Addiction and mental health don’t respect city limits. The opioid crisis has devastated rural communities across Texas, but urban areas aren’t immune. Drug overdose deaths have spiked across the state in both rural and urban counties. Mental health services are scarce everywhere, and the stigma around seeking help exists in both settings.

Economic security is fragile for a lot of Texans, regardless of zip code. Rural economies are often dependent on industries like agriculture, oil, and manufacturing that are vulnerable to market shifts and automation. Urban workers face job insecurity too, with gig economy jobs, rising costs, and wages that haven’t kept up with inflation. Both groups are one medical emergency or job loss away from financial disaster.

 

The Interdependence That Quietly Binds Rural and Urban Texans

Urban and rural Texas need each other more than most people realize. Cities depend on rural areas for food production, energy, and natural resources. Rural communities depend on urban centers for markets, services, and economic engines that fund state programs. When one side suffers, the ripple effects hit everyone.

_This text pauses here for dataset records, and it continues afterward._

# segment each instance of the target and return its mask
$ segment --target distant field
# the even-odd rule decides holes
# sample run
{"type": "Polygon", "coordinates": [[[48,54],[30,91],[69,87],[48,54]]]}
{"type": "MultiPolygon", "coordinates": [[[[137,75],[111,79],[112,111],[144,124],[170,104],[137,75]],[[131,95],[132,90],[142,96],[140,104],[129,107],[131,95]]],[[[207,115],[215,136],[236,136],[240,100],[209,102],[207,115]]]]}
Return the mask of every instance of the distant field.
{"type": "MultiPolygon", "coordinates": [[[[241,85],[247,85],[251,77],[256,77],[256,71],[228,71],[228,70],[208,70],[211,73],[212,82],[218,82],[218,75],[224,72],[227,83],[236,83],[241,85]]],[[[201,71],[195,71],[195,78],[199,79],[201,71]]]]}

The urban-rural divide isn’t going away, and pretending it doesn’t exist won’t help. But recognizing that the divide is being exploited for political gain is a start. The differences between how urban and rural Texans live are real, but the shared challenges they face are bigger. Health care, housing, addiction, economic security—these aren’t urban problems or rural problems. They’re Texas problems.

Columnist Tim Marema wrote in The Daily Yonder: “When rural and urban are in tune, the success of one contributes to the success of the other. And, the corollary is also true: When one falters, the other is likely to experience loss.”

The question is whether people are willing to stop letting politicians and media outlets profit off their anger long enough to notice that. Because as long as urban and rural Texans are too busy hating each other to demand solutions, nothing is going to change for either side.

 

How You Can Defy the Divide

If the urban-rural divide is being exploited for political gain, the most powerful response isn’t another argument online. It’s showing up. In Texas, 4 out of 5 registered voters skip the primary, which means a small, highly partisan group chooses the candidates for everyone else. If you’ve ever felt like the options don’t reflect most Texans, this is why.

Early voting starts February 18. Primary Day is March 3. Showing up on these dates is the best way to push back against the extremes and ensure that problem-solvers, not pot-stirrers, are on the ballot. 

You don’t have to convince anyone to care. Just make participation normal. Go with a friend. Share the dates. Keep it simple.

The people who profit from division want Texans fighting. They don’t want Texans voting. Showing up breaks the cycle and puts the power back where it belongs.